The leaders of a local nonprofit that helped push a statewide rent cap through the Legislature this month are now focusing on building an African American housing union in Oakland.
About 100 black residents, city leaders and advocates gathered at the West Oakland Branch of the Oakland Public Library on Saturday to discuss ways to fight displacement. It was the second town hall this summer. The first was held in May.
Standing outside the door of the packed room, local resident Maurice Hedgepeth said he came because he has a good job as a truck driver but can't see himself owning a home where he grew up.
"I was just hoping to hear that they were walking down the path of solutions that can help get a lot of us out of this problem," said Hedgepeth.
The meeting focused on educating people about housing rights, including a presentation from the city's Rent Adjustment Board about what sorts of rent hikes are allowable and how to arbitrate illegal increases.
It also focused on the housing discrimination black folks have historically faced in Oakland — such as redlining — with the ultimate goal of mobilizing those who are impacted.
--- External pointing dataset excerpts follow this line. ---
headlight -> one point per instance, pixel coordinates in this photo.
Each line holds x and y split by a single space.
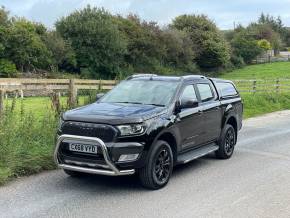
132 129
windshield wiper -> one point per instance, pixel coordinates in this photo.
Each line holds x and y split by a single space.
158 105
128 102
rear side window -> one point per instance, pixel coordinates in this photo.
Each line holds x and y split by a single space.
226 89
188 93
205 91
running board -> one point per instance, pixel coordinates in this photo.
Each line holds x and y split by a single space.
196 153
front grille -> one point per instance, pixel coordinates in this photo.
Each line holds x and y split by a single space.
104 132
66 155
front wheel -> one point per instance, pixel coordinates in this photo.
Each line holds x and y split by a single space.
227 142
159 165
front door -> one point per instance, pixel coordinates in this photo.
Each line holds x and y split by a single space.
211 112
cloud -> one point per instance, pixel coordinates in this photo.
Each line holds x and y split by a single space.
223 12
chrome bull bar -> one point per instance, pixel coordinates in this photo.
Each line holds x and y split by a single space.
111 170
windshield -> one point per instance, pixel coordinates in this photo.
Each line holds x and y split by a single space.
149 92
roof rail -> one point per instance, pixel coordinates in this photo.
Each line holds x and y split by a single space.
194 76
142 75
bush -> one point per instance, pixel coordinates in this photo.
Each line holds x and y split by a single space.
7 68
26 142
237 61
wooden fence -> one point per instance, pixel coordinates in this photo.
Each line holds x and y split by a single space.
266 86
49 86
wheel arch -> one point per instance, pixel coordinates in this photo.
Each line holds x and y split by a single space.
232 120
170 138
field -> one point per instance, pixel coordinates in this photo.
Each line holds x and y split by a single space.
27 130
261 71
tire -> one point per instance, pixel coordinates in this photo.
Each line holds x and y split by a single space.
158 168
227 142
73 173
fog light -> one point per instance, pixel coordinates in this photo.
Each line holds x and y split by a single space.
128 157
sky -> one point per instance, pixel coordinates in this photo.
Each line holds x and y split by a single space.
223 12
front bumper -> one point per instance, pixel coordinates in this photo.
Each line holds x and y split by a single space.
108 168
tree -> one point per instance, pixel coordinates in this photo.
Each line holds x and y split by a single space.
63 56
212 50
264 44
96 40
25 47
245 46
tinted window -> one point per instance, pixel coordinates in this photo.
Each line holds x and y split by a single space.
205 91
188 93
226 89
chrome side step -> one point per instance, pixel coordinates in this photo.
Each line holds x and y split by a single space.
196 153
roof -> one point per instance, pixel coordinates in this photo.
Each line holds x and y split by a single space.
165 78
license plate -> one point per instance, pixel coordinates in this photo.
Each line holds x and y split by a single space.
92 149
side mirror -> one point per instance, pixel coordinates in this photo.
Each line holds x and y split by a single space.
188 103
99 95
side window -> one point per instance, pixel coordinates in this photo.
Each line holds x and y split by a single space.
226 89
205 91
188 93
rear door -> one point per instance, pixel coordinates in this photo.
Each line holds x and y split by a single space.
212 113
190 120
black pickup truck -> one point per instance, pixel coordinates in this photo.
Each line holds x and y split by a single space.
148 124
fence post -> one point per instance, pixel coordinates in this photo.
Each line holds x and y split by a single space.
21 94
100 85
73 92
254 86
1 101
277 85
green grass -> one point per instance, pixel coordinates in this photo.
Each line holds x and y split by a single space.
260 71
258 104
27 136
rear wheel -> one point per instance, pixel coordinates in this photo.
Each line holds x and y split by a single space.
159 165
227 142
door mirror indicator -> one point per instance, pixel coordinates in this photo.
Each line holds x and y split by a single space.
99 95
188 103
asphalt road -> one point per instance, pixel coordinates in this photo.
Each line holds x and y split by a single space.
255 182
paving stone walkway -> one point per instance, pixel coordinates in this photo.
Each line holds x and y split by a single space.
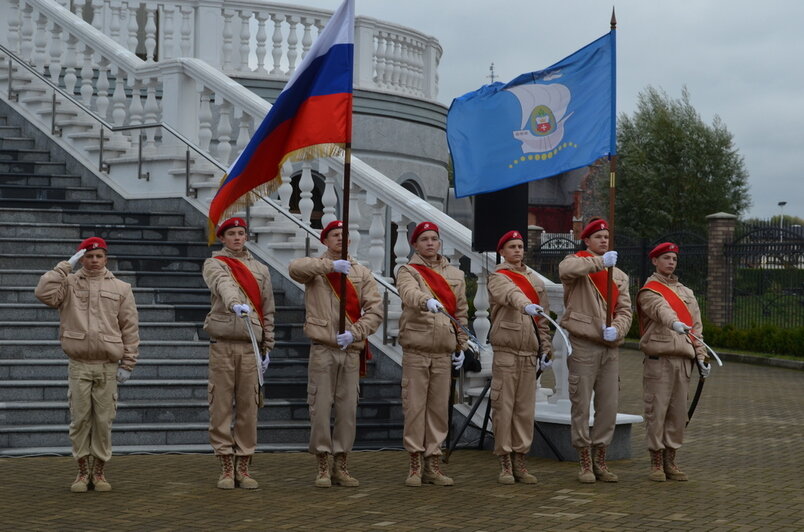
744 453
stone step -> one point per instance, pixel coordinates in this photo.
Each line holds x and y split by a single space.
11 191
27 203
55 180
158 349
155 434
86 216
23 154
142 389
29 167
27 413
152 248
35 330
16 142
78 232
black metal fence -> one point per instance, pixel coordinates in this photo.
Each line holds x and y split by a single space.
766 271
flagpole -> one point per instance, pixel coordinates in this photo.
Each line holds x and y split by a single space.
612 194
347 177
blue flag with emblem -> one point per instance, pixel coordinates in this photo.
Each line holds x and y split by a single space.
538 125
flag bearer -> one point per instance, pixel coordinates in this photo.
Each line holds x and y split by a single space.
239 285
668 310
521 341
336 360
99 332
594 364
429 287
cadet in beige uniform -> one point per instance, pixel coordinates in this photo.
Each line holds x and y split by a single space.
333 372
517 353
232 364
428 338
99 332
594 364
670 355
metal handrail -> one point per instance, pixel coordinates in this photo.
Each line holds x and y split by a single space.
189 145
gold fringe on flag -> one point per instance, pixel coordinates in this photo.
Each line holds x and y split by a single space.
307 153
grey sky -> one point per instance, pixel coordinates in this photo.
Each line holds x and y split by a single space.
742 60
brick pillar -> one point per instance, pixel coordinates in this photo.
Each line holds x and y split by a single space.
719 276
534 241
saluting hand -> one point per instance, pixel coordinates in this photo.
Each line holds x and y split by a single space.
533 309
75 258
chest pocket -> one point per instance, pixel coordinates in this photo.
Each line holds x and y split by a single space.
110 301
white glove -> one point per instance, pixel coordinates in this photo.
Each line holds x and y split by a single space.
341 266
344 339
680 327
75 258
533 309
457 360
433 305
610 259
241 308
123 375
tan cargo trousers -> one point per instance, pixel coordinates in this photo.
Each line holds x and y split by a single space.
233 378
665 384
425 401
594 368
513 396
333 377
92 396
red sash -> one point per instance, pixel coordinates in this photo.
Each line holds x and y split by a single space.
675 302
353 311
600 280
439 287
523 283
245 279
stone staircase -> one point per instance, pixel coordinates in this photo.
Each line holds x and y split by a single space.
44 213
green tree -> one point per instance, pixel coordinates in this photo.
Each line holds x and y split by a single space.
673 169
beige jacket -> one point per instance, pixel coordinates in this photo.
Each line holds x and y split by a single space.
658 338
585 311
322 304
98 315
221 323
512 330
421 331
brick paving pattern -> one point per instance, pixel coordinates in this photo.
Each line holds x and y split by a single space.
743 454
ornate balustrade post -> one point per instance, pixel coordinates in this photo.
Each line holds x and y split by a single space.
209 25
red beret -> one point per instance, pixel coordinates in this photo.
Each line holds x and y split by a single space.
510 235
661 249
421 228
228 224
334 224
594 225
91 243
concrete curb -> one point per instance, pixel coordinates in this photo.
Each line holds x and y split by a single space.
746 359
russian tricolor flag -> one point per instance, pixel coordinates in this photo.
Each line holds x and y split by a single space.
312 117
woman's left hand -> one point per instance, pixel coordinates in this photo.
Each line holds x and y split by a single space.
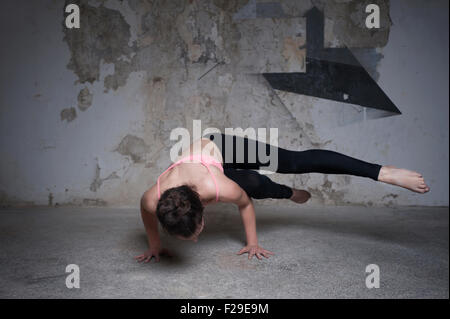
253 250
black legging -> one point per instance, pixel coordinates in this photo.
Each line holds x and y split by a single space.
240 169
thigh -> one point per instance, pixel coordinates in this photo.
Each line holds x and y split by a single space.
256 185
244 153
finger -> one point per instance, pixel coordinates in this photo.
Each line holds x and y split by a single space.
147 259
166 253
243 250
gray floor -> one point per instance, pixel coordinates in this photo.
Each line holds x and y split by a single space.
320 253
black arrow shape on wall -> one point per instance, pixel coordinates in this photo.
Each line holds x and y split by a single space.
331 73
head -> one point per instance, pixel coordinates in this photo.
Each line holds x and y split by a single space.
180 212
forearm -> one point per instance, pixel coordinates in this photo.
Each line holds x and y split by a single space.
151 228
249 220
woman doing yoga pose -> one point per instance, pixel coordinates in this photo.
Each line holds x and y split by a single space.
221 168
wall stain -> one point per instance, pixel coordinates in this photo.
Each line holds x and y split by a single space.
68 114
134 147
84 99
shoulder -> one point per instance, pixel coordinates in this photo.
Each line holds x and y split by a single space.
229 191
149 200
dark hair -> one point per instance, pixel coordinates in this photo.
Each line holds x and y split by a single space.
180 210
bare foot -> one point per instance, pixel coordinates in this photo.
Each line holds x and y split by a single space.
300 196
403 178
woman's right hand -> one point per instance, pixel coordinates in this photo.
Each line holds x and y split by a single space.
152 253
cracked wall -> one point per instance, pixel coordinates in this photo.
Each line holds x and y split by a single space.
105 98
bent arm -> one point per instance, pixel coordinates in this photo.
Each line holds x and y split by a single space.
232 193
151 225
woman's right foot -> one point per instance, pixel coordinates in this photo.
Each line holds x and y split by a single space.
403 178
300 196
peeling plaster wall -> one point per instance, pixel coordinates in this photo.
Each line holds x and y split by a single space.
85 115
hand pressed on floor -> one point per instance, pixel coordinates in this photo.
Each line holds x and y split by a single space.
155 253
255 250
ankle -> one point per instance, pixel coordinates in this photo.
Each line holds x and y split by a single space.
384 174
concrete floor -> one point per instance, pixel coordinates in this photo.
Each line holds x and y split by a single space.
320 253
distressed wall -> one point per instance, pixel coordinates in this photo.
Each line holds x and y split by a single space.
85 115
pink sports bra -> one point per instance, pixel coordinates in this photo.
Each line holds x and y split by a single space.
205 160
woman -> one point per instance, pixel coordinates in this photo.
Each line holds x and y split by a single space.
201 176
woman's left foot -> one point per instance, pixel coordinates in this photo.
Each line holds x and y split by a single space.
404 178
300 196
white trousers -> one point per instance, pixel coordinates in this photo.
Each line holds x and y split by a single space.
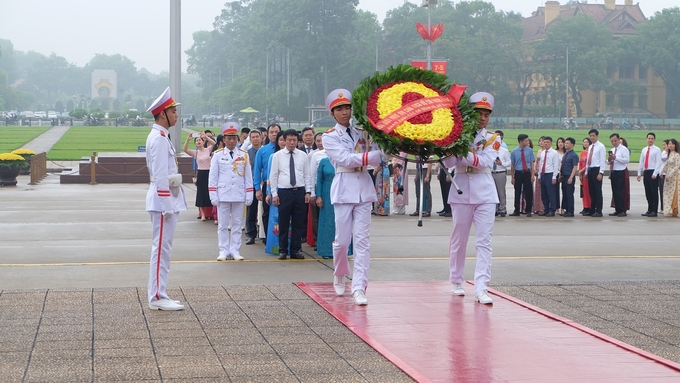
229 242
161 250
352 218
463 216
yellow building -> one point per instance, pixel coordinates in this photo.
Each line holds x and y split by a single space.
621 19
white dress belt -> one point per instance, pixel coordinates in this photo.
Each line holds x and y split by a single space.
342 169
472 170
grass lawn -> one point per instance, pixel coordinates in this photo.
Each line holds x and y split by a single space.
15 137
637 139
81 141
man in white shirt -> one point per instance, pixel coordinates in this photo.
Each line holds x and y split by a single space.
649 168
499 172
307 140
164 199
290 186
314 158
548 167
618 160
595 164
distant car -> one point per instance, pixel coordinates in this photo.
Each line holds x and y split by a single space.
27 114
324 122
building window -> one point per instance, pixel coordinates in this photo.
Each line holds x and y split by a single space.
642 101
627 101
627 71
609 101
642 75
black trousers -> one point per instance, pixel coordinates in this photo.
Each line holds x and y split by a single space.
523 181
265 209
595 188
651 190
618 182
251 220
568 195
445 186
292 209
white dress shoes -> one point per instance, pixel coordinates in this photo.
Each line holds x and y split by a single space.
360 298
165 305
339 285
483 298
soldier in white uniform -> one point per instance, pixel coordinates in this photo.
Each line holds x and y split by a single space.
477 203
230 184
164 200
352 193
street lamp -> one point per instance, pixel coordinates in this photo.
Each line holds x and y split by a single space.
428 3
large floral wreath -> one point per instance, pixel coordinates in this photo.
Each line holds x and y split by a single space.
415 111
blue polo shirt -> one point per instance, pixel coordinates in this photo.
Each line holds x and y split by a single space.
516 158
569 162
261 161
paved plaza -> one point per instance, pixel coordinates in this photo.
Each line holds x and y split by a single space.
74 266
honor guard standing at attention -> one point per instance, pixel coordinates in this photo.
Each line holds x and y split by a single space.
352 193
230 184
476 205
164 200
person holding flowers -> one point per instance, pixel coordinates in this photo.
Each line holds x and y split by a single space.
477 203
352 193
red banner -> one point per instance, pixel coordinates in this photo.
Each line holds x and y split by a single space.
437 66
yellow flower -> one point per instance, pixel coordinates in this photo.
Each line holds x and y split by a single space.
390 100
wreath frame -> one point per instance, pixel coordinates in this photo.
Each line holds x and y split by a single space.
394 145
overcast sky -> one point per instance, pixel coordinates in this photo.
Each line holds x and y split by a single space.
138 29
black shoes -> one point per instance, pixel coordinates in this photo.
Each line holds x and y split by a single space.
297 255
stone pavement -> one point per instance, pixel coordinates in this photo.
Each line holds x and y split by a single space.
259 333
45 141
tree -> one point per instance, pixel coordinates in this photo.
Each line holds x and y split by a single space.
658 44
588 44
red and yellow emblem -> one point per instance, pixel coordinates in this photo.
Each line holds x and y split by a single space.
418 111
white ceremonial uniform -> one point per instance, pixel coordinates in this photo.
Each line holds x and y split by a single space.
352 195
160 160
477 204
230 182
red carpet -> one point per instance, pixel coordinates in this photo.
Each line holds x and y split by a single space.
436 337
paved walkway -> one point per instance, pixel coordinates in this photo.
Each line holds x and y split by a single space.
45 141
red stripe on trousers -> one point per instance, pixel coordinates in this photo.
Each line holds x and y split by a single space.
158 261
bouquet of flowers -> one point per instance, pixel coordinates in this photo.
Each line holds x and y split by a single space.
415 111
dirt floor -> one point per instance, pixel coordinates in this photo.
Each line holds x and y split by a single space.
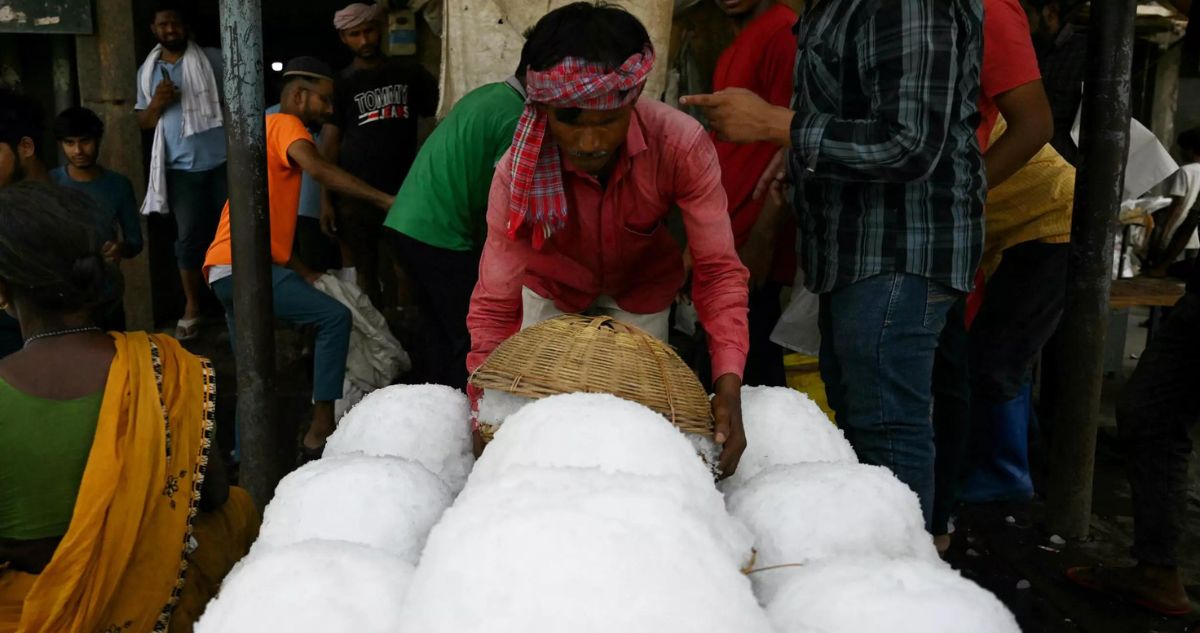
1006 549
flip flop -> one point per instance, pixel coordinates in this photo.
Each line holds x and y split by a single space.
187 329
1084 578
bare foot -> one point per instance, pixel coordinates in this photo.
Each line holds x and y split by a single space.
1158 589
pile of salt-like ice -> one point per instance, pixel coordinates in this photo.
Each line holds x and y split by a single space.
426 423
315 586
785 427
643 504
841 546
495 407
809 512
586 513
598 432
387 502
885 596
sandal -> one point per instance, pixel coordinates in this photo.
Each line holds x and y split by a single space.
1093 578
187 329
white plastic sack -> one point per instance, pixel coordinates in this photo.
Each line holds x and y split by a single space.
376 357
797 329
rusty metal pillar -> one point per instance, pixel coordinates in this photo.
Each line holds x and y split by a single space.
1104 146
265 448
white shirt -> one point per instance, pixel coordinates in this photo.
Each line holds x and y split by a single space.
1186 184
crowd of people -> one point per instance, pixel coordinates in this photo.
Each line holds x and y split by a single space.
911 160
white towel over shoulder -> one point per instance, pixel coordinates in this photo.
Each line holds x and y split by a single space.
202 112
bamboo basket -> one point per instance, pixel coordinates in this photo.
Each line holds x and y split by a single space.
573 354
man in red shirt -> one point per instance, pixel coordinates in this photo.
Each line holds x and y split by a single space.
1011 85
577 210
760 60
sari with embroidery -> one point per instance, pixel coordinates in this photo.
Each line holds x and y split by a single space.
121 565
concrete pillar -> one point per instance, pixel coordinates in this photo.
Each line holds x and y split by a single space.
107 65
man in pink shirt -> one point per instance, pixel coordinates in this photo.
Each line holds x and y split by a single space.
577 210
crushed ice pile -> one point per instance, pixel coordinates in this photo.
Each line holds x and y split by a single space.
342 536
586 513
591 513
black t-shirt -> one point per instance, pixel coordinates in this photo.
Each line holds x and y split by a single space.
377 112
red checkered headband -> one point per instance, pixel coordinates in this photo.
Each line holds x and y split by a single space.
538 196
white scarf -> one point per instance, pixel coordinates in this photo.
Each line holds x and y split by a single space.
202 112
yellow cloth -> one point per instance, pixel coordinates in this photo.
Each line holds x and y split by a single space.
223 538
120 566
1033 205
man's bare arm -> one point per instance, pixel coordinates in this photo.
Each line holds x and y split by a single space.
1030 126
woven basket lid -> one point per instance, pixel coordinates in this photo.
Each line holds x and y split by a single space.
573 354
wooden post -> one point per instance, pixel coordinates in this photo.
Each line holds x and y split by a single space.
265 448
107 68
1104 145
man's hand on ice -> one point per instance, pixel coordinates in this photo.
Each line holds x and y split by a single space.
727 415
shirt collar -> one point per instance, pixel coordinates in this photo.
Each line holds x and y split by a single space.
515 84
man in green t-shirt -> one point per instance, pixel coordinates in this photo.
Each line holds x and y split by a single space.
438 221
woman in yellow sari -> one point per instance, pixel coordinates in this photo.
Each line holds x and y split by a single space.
113 518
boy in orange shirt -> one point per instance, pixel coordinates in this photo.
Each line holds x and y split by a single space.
306 102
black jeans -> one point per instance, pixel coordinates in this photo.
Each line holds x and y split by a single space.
952 414
1020 312
444 282
1155 416
1024 301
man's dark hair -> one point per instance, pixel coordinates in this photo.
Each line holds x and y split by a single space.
19 116
1189 140
78 122
49 248
1065 7
303 80
595 31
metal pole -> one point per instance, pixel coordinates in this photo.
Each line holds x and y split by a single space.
264 446
1104 145
61 78
60 72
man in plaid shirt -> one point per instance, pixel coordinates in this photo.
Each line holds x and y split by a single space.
889 193
576 217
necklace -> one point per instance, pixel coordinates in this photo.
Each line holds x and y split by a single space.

That included informing attendees about strategies that are already at play. For example, the Oakland Community Land Trust "removes land from the speculative market so that it serves low-income residents forever." It is among the organizations that will benefit from $12 million allocated in this year's city budget to create a municipal fund supporting such trusts and limited equity housing cooperatives.
"We want to see a group of people who are ready to activate around policy changes, and folks who are willing to put their bodies on the line to do direct action the way that we do it," said Carroll Fife, director of the Oakland Alliance of Californians for Community Empowerment, which organized the event.
ACCE Oakland said it already has an anti-displacement chapter that meets every Thursday, as well as East and West Oakland chapters that meet twice a month.
"It was worth coming out," said RocQuel Johnson, who still works downtown despite being pushed out of Oakland. "We need to get out and really start knocking on some doors."
The nascent Black Housing Union is a subcommittee that will look at how housing issues impact the black community and support homegrown solutions. A number of ACCE affiliates statewide are looking at expanding the black tenants union to other California cities.